Eric Berlivet, maire de Roche-la-Molière, réclame que l’on se dote d’un logiciel d’analyse permettant de mettre en évidence ce qu’il estime un trop gros déséquilibre d’investissements entre ville centre et les autres au fort détriment des secondes. Jean Duverger pour les écologistes stéphanois : « Un mandat s’achève, certes, mais est-il responsable de laisser à d’autres le soin de devoir assumer la rudesse de choix que l’on n’aura pas su ou voulu faire ?  Des dépenses prévisibles et même indispensables, par exemple, une obligation à venir d’investir dans les infrastructures de transport pour 58 à 62 M€ n’est pas prise en compte. La situation difficile à laquelle nous sommes confrontés ne permet pas de réfléchir à une nouvelle manière de définir nos priorités et d’éclairer les décisions douloureuses. Il est sans doute temps d’aller à l’essentiel vis-à-vis du changement climatique, de prioriser la sauvegarde de la santé de nos concitoyennes et concitoyens en leur assurant un accès sécurisé à leurs besoins vitaux. » 

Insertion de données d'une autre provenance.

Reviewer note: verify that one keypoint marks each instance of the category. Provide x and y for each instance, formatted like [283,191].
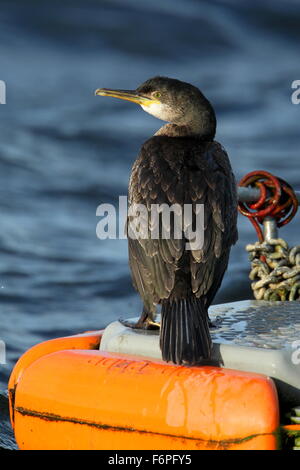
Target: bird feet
[144,323]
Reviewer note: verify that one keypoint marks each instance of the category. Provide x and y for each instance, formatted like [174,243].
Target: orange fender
[88,399]
[88,340]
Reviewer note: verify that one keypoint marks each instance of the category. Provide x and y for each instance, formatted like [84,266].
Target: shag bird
[181,164]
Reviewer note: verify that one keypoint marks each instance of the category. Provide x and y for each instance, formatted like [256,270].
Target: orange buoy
[65,394]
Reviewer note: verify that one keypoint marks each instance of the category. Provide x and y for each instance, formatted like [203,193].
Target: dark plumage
[181,164]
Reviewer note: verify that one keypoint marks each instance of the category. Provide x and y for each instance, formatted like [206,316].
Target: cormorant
[181,164]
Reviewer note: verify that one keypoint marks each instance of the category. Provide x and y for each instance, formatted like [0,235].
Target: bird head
[170,100]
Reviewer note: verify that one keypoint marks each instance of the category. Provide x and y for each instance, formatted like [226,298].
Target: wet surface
[64,151]
[260,324]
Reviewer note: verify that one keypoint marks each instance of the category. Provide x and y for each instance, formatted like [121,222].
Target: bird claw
[146,324]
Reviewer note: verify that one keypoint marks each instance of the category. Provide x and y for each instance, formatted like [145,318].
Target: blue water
[64,151]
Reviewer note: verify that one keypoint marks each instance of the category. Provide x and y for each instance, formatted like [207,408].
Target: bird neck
[175,130]
[202,126]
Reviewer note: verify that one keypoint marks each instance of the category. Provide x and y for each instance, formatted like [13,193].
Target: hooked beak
[129,95]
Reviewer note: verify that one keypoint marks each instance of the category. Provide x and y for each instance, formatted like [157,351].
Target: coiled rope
[275,267]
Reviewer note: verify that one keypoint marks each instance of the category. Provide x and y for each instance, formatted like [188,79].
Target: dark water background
[63,151]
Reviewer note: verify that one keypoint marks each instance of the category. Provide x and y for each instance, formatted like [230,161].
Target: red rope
[277,199]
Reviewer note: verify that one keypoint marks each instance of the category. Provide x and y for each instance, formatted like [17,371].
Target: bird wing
[154,262]
[217,192]
[181,175]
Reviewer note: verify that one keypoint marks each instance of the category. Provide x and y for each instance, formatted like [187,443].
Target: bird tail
[184,333]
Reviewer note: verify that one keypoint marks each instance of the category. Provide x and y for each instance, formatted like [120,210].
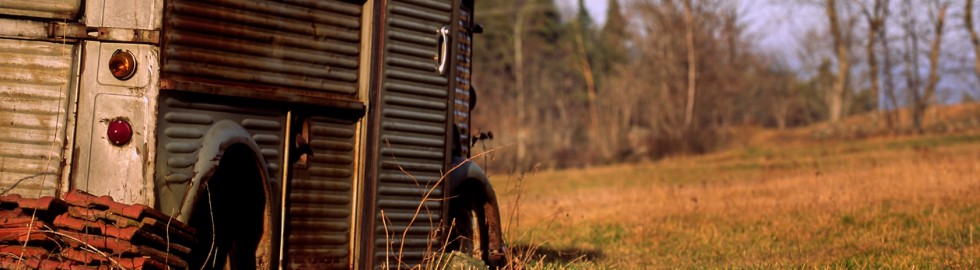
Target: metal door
[411,135]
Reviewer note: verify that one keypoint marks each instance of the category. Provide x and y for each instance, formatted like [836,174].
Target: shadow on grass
[547,254]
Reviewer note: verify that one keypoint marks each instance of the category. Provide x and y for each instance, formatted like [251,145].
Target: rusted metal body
[347,115]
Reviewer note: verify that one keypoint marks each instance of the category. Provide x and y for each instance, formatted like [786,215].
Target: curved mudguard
[465,170]
[218,138]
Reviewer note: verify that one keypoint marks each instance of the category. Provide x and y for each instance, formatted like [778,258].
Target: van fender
[466,171]
[218,138]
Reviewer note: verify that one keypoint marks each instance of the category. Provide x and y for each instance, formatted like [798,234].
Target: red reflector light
[120,132]
[122,64]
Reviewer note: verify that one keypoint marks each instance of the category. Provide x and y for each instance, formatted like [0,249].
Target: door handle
[444,42]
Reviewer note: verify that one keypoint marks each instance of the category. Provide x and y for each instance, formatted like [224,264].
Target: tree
[974,37]
[876,20]
[922,95]
[842,52]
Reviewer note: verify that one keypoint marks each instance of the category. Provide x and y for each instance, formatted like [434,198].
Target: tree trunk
[874,24]
[891,119]
[836,98]
[974,37]
[930,91]
[691,64]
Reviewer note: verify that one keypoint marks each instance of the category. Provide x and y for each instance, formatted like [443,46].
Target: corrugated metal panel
[461,100]
[185,119]
[319,215]
[412,140]
[296,44]
[34,93]
[53,9]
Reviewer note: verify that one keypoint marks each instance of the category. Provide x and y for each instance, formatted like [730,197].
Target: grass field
[885,202]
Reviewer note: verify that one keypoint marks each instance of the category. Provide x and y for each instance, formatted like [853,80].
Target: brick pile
[82,231]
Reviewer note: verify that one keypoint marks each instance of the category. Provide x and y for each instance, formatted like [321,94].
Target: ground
[781,200]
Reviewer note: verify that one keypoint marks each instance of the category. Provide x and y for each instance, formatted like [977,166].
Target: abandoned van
[241,134]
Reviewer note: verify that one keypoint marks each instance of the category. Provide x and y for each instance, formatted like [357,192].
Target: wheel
[230,217]
[469,233]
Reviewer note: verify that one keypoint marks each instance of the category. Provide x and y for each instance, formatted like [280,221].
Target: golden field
[883,202]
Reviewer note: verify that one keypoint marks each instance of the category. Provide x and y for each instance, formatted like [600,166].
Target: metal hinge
[60,30]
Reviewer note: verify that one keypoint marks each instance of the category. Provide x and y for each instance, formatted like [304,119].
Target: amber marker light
[122,64]
[120,132]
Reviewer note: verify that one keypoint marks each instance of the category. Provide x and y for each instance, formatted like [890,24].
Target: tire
[469,233]
[230,215]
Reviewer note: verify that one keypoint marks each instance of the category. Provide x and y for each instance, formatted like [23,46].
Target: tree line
[665,77]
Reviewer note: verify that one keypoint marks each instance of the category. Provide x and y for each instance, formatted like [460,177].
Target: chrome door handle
[444,44]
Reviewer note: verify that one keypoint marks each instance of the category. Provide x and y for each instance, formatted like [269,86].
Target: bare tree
[974,37]
[922,96]
[692,69]
[841,48]
[891,119]
[875,19]
[923,101]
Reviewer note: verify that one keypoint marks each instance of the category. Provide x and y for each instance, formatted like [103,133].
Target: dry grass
[896,202]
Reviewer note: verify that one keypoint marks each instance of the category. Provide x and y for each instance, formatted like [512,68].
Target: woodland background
[676,77]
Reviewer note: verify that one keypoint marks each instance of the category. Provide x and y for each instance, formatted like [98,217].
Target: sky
[775,26]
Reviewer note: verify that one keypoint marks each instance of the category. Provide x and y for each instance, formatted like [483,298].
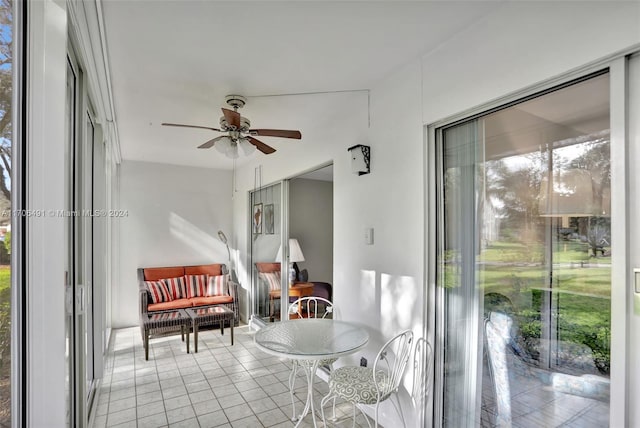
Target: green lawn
[581,290]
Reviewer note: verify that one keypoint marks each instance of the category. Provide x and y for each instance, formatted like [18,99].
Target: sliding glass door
[524,262]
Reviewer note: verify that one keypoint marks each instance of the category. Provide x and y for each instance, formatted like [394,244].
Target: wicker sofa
[173,274]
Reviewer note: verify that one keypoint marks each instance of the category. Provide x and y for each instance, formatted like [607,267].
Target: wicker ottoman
[205,315]
[163,322]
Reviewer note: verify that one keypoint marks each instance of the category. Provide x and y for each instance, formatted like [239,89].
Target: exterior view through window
[525,262]
[5,211]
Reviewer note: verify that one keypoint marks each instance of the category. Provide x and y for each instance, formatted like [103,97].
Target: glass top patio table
[311,339]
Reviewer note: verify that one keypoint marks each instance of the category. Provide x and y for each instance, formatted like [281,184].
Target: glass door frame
[620,262]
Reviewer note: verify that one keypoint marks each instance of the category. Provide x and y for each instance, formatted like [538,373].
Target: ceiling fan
[238,132]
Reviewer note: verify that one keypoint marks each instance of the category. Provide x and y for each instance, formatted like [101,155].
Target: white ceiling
[174,61]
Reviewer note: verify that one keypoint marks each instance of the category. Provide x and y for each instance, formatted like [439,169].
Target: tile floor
[220,386]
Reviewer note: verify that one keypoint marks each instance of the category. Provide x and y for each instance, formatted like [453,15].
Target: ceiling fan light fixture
[247,147]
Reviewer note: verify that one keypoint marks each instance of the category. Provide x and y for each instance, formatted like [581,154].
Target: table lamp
[295,255]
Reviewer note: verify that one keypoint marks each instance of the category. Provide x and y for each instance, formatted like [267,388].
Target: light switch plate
[368,235]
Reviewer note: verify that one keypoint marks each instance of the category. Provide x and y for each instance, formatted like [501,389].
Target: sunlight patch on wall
[198,240]
[398,303]
[367,287]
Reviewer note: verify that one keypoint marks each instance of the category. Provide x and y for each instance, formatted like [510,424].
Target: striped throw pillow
[272,279]
[196,285]
[159,291]
[177,287]
[217,285]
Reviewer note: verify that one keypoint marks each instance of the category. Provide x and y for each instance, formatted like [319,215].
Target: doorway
[298,209]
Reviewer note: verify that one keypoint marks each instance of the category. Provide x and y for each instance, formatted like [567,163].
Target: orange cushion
[213,269]
[211,300]
[268,267]
[174,304]
[155,274]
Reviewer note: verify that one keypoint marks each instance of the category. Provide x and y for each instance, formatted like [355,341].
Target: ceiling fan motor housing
[235,101]
[245,124]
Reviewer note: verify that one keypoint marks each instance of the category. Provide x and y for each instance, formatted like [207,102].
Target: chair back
[311,307]
[391,363]
[421,371]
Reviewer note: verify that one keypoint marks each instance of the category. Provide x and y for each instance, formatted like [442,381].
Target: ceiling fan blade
[261,146]
[211,142]
[191,126]
[232,117]
[283,133]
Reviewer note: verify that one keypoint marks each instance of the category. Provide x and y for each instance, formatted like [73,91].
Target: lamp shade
[295,252]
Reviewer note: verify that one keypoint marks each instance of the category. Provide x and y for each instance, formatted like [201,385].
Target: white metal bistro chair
[372,385]
[307,307]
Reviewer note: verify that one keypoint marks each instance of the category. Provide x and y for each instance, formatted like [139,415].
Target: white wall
[523,43]
[311,223]
[174,214]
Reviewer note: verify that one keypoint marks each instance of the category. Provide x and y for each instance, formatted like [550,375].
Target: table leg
[310,372]
[146,345]
[195,336]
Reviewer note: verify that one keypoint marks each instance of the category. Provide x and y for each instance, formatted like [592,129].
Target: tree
[6,21]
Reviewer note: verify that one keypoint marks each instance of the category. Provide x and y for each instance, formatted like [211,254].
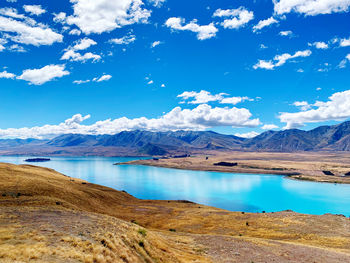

Maire de Saint-Jean-Bonnefonds Marc Chavanne, pour qui les coûts d’opération métropolitains lui semblent trop supérieurs à l’équivalent fait par une municipalité, estime que l’agglomération a obéré l’avenir avec six années écoulées. « Le pacte financier et fiscal, voté soi-disant à l’unanimité et ses 800 M€ du plan de mandat n’étaient pas finançables et on a fait semblant de pas le voir. On ne peut pas toujours se cacher derrière le petit doigt de l’État, il faut regarder notre propre responsabilité. Et, sur ce mandat, nous avons dérivé. » Il votera contre ce budget, en responsabilité de cet avenir, même s’il ne nie pas le travail, les efforts réalisés pour limiter les dégâts. Il s’interroge, en outre sur ce qu’il estime avoir été une démagogie de baisser le prix de l’eau, et l’avenir des routes du territoire directes ou délégués aux communes, beaucoup trop sous doutées financièrement.

Elles sont certes plus essentielles qu’une patinoire. Mais hélas, il n’y a pas que les routes qui empruntent un chemin très incertain.